Une pétition déposée devant le Parlement britannique intitulée « Ne pas introduire de cartes d'identité numériques » avait accumulé plus de 2,8 millions de signatures lundi après-midi. « Nous pensons que cela constituerait un pas vers une surveillance de masse et un contrôle numérique, et que personne ne devrait être obligé de s'inscrire auprès d'un système d'identification contrôlé par l'État », indique la pétition.
Le gouvernement travailliste a répondu à la pétition, réitérant son assurance que les cartes d'identité numériques profiteront aux Britanniques en réduisant la bureaucratie et l'immigration clandestine.
Répondant aux préoccupations exprimées dans la pétition, le gouvernement britannique a insisté sur le fait qu’« il ne sera pas obligatoire d’obtenir une identification numérique mais qu’il le sera pour certaines applications ».
Selon le gouvernement travailliste, « le fait de ne pas détenir une pièce d'identité numérique ne constituera pas une infraction pénale et la police ne pourra pas exiger une pièce d'identité numérique dans le cadre d'un contrôle et d'une fouille. La confidentialité et la sécurité seront également au cœur du programme d’identification numérique.
« Nous suivrons la loi sur la protection des données et les meilleures pratiques pour créer un système dans lequel les gens peuvent à juste titre accorder leur confiance », a promis le gouvernement. « Les gens au Royaume-Uni connaissent déjà et font confiance aux informations d'identification numériques conservées dans leur portefeuille téléphonique pour les utiliser dans leur vie quotidienne, qu'il s'agisse de payer des choses ou de stocker des cartes d'embarquement. »

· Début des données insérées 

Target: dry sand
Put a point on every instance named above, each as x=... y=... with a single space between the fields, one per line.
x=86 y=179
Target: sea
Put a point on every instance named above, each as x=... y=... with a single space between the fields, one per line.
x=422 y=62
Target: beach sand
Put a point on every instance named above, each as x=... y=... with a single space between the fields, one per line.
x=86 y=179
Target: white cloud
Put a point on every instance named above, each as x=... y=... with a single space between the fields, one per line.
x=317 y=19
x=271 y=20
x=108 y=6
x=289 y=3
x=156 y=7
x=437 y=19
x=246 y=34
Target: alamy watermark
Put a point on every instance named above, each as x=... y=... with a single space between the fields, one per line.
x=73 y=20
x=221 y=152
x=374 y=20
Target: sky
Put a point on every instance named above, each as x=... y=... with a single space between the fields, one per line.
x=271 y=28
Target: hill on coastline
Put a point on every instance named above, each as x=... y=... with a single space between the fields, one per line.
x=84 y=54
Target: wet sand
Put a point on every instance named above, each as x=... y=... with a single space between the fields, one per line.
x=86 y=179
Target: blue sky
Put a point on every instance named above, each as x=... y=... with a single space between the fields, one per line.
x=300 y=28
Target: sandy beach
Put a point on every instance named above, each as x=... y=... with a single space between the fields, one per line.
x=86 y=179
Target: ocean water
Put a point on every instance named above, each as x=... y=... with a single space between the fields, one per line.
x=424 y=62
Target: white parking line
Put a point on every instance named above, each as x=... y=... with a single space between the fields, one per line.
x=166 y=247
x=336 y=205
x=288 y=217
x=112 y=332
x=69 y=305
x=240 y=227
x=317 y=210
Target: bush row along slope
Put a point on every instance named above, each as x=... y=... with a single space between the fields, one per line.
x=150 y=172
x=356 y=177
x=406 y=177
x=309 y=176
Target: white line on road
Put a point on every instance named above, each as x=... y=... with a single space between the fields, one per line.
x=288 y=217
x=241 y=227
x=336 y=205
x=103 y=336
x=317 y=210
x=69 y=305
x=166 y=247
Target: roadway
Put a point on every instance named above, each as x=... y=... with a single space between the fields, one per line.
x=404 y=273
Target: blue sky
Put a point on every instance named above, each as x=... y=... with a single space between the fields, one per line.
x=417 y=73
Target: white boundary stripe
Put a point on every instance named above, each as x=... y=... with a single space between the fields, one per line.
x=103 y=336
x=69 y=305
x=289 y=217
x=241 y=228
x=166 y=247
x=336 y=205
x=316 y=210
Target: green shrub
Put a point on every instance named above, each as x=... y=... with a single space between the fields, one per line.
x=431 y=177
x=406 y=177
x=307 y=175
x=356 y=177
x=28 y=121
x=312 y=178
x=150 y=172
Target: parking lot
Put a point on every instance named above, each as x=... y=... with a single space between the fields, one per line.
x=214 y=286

Alors que le gouvernement britannique semble avoir rejeté les appels à l’abandon de la mise en œuvre de l’identification numérique, une manifestation majeure est prévue à Londres le 18 octobre. La campagne Mass Non-Compliance, qui mène la protestation, a rassemblé un « coffre-fort » détaillant ses préoccupations concernant l’identification numérique.
« Les dangers s’accumulent : points centraux d’échec (cibles faciles pour les pirates informatiques), dérive de la mission (des contrôles du droit au travail aux prestations sociales, aux dossiers de santé et aux voyages), exclusion (ceux qui n’ont pas de smartphone ou d’accès numérique stable laissés pour compte) et capture commerciale (les entreprises privées obtiennent un contrôle monopolistique sur les fonctions publiques) », prévient le « coffre-fort des faits ».
Un rapport compilé par l’organisation de défense Big Brother Watch s’inquiète du fait qu’un « système d’identification numérique conçu avec un identifiant unique unique qui enregistre chaque interaction avec les services publics et les entreprises privées risque de créer un état de base de données orwellien, dans lequel nos données sensibles peuvent être exploitées pour obtenir des informations. »
« Les appels à une identification numérique améliorée par l'IA qui permettent un profilage, une surveillance et un suivi étendus afin d'anticiper les comportements et de justifier les interventions, sapent les normes démocratiques et les droits fondamentaux. Plutôt que de responsabiliser le citoyen, au mieux, ces types de systèmes d'identification numérique aident l'État à s'administrer lui-même », affirme le rapport.
Les inquiétudes concernant l'utilisation de cartes d'identité numériques au Royaume-Uni pour « réprimer la dissidence » surviennent à un moment où le Département d'État américain a averti que « la situation des droits de l'homme s'est aggravée au Royaume-Uni au cours de l'année dernière », soulignant spécifiquement « les restrictions imposées aux discours politiques jugés « haineux » ou « offensants », y compris les discours en dehors des cliniques d'avortement, voire la prière silencieuse à l'extérieur ou à l'intérieur de son propre domicile.